At age eight, she was diagnosed with vitiligo - a disease that causes people to lose pigment in their skin. "I first saw symptoms on my feet , it started on my left foot and it started to progressively go to the rest of my body," said Medha.

Medha went through several treatments but nothing seemed to work.

Her parents decided to moved to India in the search for homeopathic remedies but again, no success. The family eventually moved to Texas, where she started to notice the impact her appearance could have. "I started to see people staring at me and whispering and  talking about my skin."

"I felt so terrible and it was very difficult," Medha explains.

 "It could be really emotionally devastating to a lot of people." Laura Bosworth is the CEO of Tevido Bio Devices. Her company is working to streamline a procedure that helps those with vilitligo experience repigmenation. "There is a process where you can move healthy cells , called malanoides from one area of you body to an area where you have lost those melanoides."

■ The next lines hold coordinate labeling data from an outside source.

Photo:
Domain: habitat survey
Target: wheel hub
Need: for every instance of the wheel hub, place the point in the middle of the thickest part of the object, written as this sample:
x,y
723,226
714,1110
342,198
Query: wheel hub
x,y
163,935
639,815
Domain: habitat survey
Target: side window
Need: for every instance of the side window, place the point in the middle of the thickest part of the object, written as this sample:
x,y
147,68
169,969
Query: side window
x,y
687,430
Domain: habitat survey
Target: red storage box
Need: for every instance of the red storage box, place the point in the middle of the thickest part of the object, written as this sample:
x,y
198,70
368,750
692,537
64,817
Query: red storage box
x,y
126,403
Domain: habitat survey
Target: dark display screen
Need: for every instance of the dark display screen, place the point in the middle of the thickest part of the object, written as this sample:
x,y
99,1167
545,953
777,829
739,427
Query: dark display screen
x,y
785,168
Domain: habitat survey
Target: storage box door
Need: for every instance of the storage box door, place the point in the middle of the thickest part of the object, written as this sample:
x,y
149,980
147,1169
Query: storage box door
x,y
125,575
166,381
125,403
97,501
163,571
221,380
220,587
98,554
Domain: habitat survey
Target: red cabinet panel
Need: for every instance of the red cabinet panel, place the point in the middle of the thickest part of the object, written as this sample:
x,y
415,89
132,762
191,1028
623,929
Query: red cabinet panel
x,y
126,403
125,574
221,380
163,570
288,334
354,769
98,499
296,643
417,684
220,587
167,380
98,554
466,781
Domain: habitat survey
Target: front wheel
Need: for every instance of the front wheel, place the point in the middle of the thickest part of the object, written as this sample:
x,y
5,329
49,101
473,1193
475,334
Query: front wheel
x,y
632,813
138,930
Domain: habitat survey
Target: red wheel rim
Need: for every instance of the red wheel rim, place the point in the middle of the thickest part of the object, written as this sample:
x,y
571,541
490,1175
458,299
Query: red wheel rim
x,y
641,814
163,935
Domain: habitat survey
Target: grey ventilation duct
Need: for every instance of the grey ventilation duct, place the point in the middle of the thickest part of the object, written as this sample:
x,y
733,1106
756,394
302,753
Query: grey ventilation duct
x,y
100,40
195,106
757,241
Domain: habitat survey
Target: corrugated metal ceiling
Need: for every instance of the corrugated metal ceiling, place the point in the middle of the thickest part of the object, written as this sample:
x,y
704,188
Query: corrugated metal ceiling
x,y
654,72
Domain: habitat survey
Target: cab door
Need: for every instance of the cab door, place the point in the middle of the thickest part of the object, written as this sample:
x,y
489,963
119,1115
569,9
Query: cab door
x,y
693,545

To accomplish this, doctors take a razor thin sample of healthy pigmented skin from the patient. That sample is shipped to Tevido's lab in Austin where they process it and ship it right back to the patient's doctor. "Its two techniques that will lightly take off that epidermis and then you apply these living cells to that slight wound and over the course of a few weeks you should start seeing pigment, and then withing 6 months that comes back."

The treatment is currently performed in many countries. 

But the United States only has three universities with labs set up. Tevido Biodevices hopes to make the treatment accessible to everyone and have been working with local experts to make that a reality.